Some quick thoughts on that anonymous op-ed

Some quick thoughts on that anonymous op-ed September 7, 2018

 

White House, seen from Washington Monument
The White House, as viewed from the Washington Monument
(Wikimedia Commons public domain)

 

So everybody is abuzz about the anonymous op-ed that appeared the other day in the New York Times — as well as about the new book by Bob Woodward that runs pretty much along the same lines — which claims to reveal that there is a patriotic “resistance” to Donald Trump within the current presidential administration and which describes Mr.
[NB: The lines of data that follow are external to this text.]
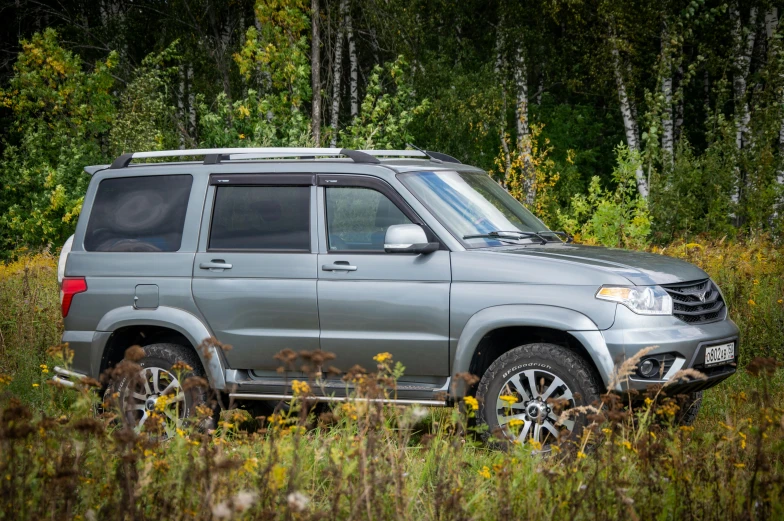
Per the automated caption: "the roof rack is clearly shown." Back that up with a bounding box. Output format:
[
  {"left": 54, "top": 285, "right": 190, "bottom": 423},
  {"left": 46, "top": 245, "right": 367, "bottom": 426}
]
[{"left": 109, "top": 147, "right": 461, "bottom": 169}]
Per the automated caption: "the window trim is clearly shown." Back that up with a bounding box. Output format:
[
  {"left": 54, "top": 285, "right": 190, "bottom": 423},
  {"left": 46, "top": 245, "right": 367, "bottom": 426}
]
[
  {"left": 83, "top": 173, "right": 193, "bottom": 253},
  {"left": 318, "top": 174, "right": 443, "bottom": 254},
  {"left": 207, "top": 182, "right": 313, "bottom": 254}
]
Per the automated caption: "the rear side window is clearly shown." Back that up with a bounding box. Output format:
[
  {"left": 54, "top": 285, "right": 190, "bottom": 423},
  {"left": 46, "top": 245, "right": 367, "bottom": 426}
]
[
  {"left": 84, "top": 175, "right": 193, "bottom": 252},
  {"left": 209, "top": 186, "right": 310, "bottom": 251}
]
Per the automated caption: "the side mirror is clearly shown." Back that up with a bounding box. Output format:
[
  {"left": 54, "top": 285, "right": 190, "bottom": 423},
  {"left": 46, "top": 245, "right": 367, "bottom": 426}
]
[{"left": 384, "top": 224, "right": 440, "bottom": 254}]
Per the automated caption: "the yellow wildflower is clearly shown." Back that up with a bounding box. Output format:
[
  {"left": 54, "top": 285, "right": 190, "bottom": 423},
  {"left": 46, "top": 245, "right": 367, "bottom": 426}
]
[
  {"left": 463, "top": 396, "right": 479, "bottom": 411},
  {"left": 239, "top": 133, "right": 246, "bottom": 139},
  {"left": 508, "top": 419, "right": 524, "bottom": 427},
  {"left": 373, "top": 352, "right": 392, "bottom": 363},
  {"left": 644, "top": 397, "right": 653, "bottom": 406},
  {"left": 32, "top": 383, "right": 39, "bottom": 388},
  {"left": 734, "top": 463, "right": 746, "bottom": 469},
  {"left": 748, "top": 299, "right": 756, "bottom": 306},
  {"left": 577, "top": 451, "right": 587, "bottom": 459},
  {"left": 291, "top": 380, "right": 311, "bottom": 396},
  {"left": 528, "top": 438, "right": 543, "bottom": 451},
  {"left": 777, "top": 299, "right": 783, "bottom": 304},
  {"left": 477, "top": 466, "right": 492, "bottom": 479},
  {"left": 499, "top": 395, "right": 517, "bottom": 405}
]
Trump as undisciplined, without character, intellectually and psychologically unfit for the presidency, mercurial, incurious, potentially unstable, without settled political convictions, almost compulsively dishonest, and so forth.

 

On one level, my reaction to the anonymous column is pretty much that of Senator Bob Corker (R-TN):  This is isn’t even news.  The description of Donald J. Trump given in Woodward’s book and by the controversial Times column is completely congruent with the judgment of Mr. Trump that I had formed long before he secured the Republican presidential nomination.  That’s why I couldn’t bring myself to vote for him.  It’s why I left the Republican Party on the night that he accepted its nomination at the convention in Cleveland, Ohio.

 

Has the Trump administration done some good things, from my vantage point as a long-time serious political libertarian/conservative?  Yes, it has.  The most obvious area in which that is happening is in its judicial nominations, which it basically — and fortunately — outsourced to the Federalist Society.  Brett Kavanaugh is a very good nominee for the Supreme Court of the United States, but the good news for the federal judiciary certainly doesn’t stop with Judge Kavanaugh.

 

Some are attacking the author of the anonymous op-ed, calling him (or her) a dishonorable coward, demanding that she (or he) come out of the closet and resign.

 

I get it.  Such open insubordination within the executive branch is something that should ordinarily be utterly condemned.  But we are, arguably, living in a very extraordinary time.

 

However, let’s look at this in theoretical terms, abstracted from the particular case of Mr. Donald J. Trump.

 

What, exactly, is a high-ranking White House official to do, if it becomes apparent that a president is quite unfit for office and possibly a danger to the Republic?

 

Some have spoken of invoking the 25th Amendment and removing Mr. Trump from office.  The presidential hopeful Senator Elizabeth Warren (D-MA) has suggested such a course, for instance.  And that would clearly be the thing to do if the case were clear-cut, if the president were, say, in a deep and seemingly irretrievable coma or had been huddled for days in fetal position in a corner of the Oval Office, jibbering and drooling incoherently.

 

But what about a less black-and-white situation?  What if it has become apparent to the president’s closest staff and associates that, while still outwardly functional, a president is subtly but increasingly alienated from reality, unstable, irrational, possibly dangerous?  (Think of the famous case of King George III, of England.)  Where is the line to be drawn between a genuinely patriotic act for the welfare of the nation and a possibly self-serving act by an ambitious vice president or by an ideologically-opposed cabinet or some other faction of partisans?  Would all Americans agree on such a removal?  Would not a real or figurative civil war be a very possible result?  Would many Americans not see the toppling of a president under such circumstances as an illegitimate anti-democratic coup?  Might it not actually be such?

 

And would it actually be the right and honorable thing to do for a high-ranking official, one who is sincerely trying to limit the damage that a dangerously incompetent or deranged president can inflict, to step down?  Might it not actually be a principled act to stay on, in the interests of the country, working surreptitiously to restrain a seemingly sane but actually insane chief executive?

 

Was the author of this anonymous column trying to distance himself or herself from Mr. Trump in an effort to limit eventual damage to a personal career?  Possibly.  That can’t be ruled out.

 

Was it wise, if the situation is really as the op-ed says it is, to have gone public?  Would it not have been preferable for this anonymous official to have kept silence, so that an unstable president wouldn’t become even more unhinged through paranoid anger?  Hasn’t the publication of this column drawn the president’s attention to the “resistance” and, thus, made it potentially less effective?  Maybe.

 

Just some quick thoughts.  As I say, we’re going through fascinating times, politically speaking.  And I haven’t even mentioned the grandstanding at the Kavanaugh hearings by Senator Cory “Spartacus” Booker (D-NJ) and the deeply regrettable Senator Kamala Harris (D-CA), both of whom are plainly campaigning for the presidency.